There’s genuine regret that a once-firm friendship is now less stable but his contention that his comments were justified remain unshaken. Asked by Darrell Currie if Sutton found it difficult to admit that Lennon’s reign was in jeopardy after a 4-1 Europa League defeat at home to Sparta Prague during the Covid lockdown, he said: “It wasn’t difficult. You can only say what is in front of you but there’s always that nagging feeling in the stomach.
“Neil was a great mate of mine. We played together for four years at Celtic, I used to sit next to him in the dressing room. My wife chats to Neil’s wife.
“For example, when my son James was born at 28 weeks, Neil came in the next morning to visit my wife and little James, who wasn’t well. He showed great support in that particular time.
“We used to go out together as team-mates, as a lot of us did. That particular team was a band of brothers. I’ve spoken to Neil about this. Neil was a broadcaster as well and a really good broadcaster. I think he understands the game in that respect. He will be critical of managers and players.
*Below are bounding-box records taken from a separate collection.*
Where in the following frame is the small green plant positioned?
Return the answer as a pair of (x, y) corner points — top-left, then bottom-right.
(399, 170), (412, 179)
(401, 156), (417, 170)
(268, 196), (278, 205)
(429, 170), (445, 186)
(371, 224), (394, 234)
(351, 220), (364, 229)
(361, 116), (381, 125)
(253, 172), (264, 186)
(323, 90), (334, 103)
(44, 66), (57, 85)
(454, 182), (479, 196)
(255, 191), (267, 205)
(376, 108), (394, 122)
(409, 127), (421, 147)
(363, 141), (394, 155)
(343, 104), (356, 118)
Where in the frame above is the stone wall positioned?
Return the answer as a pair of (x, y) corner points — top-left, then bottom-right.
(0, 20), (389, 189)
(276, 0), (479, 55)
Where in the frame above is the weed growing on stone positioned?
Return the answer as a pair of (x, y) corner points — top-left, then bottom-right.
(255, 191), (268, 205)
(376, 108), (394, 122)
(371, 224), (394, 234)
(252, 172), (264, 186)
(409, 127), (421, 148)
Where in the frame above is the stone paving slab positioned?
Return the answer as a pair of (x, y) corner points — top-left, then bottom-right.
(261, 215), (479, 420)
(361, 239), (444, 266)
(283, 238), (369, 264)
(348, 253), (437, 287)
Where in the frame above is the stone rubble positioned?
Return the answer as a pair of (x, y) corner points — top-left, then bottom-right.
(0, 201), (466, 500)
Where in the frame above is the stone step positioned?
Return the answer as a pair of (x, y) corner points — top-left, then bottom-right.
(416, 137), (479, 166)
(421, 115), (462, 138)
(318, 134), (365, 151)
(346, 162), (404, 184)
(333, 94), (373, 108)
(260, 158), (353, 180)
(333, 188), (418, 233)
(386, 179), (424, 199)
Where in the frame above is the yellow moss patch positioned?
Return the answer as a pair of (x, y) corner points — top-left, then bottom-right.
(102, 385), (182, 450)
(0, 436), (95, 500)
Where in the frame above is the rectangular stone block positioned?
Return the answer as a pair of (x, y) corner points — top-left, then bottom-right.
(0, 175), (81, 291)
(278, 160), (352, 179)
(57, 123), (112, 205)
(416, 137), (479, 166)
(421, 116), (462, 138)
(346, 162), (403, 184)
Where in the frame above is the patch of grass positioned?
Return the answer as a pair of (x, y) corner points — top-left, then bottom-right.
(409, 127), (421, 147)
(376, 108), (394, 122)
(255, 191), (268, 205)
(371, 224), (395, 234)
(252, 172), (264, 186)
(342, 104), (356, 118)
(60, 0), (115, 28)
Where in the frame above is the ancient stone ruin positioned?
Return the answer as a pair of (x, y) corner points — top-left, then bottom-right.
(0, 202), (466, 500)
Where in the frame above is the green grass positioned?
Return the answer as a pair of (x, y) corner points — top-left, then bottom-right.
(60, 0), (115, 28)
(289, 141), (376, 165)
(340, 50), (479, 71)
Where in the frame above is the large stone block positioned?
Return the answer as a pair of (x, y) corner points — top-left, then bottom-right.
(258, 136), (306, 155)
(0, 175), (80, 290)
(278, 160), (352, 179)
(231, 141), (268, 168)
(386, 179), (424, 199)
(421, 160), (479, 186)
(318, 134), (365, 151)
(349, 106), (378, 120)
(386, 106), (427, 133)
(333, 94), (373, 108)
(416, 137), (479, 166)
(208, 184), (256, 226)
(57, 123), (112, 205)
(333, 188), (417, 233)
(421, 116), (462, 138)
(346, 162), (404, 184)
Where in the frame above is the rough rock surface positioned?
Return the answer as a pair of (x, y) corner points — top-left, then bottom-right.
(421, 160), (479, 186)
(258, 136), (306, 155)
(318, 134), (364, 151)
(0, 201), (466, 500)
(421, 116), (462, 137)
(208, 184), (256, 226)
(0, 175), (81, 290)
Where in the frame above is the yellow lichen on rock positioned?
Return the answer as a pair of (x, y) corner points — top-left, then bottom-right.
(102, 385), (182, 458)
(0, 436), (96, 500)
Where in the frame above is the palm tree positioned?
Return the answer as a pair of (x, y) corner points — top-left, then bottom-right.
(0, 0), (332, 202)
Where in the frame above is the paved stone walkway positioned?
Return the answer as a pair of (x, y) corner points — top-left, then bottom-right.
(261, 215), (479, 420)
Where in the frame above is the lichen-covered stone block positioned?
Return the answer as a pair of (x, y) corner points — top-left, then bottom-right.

“He wasn’t happy with me and he made that very clear. We walked down after the match and had to leave through a certain exit due to Covid and as we were walking down, Neil had turned the corner to walk up...I said, ‘alright Neil?’ and he said nothing...
“From Neil’s point of view, I totally got that because of the pressure. He was the Celtic manager and those Covid times were an absolute nightmare to manage in, because of the way the crowd can really lift the team and (not having that) was really difficult for him.
“But the performances at that particular time weren’t there. Now time has healed things a little bit and everybody realises what a brilliant servant he was. He might look back in years to come and think that actually I was right. But knowing Neil....”
If that one stings a little, Sutton has no regrets about calling out Leigh Griffiths’ lack of fitness on one occasion – even if the former Scotland striker took massive exception to it after a match when the player spotted the pundit in the press gallery. He smiled and said: “It was quite an interesting show of pettiness...’you come down here’, ‘no, you come up here’.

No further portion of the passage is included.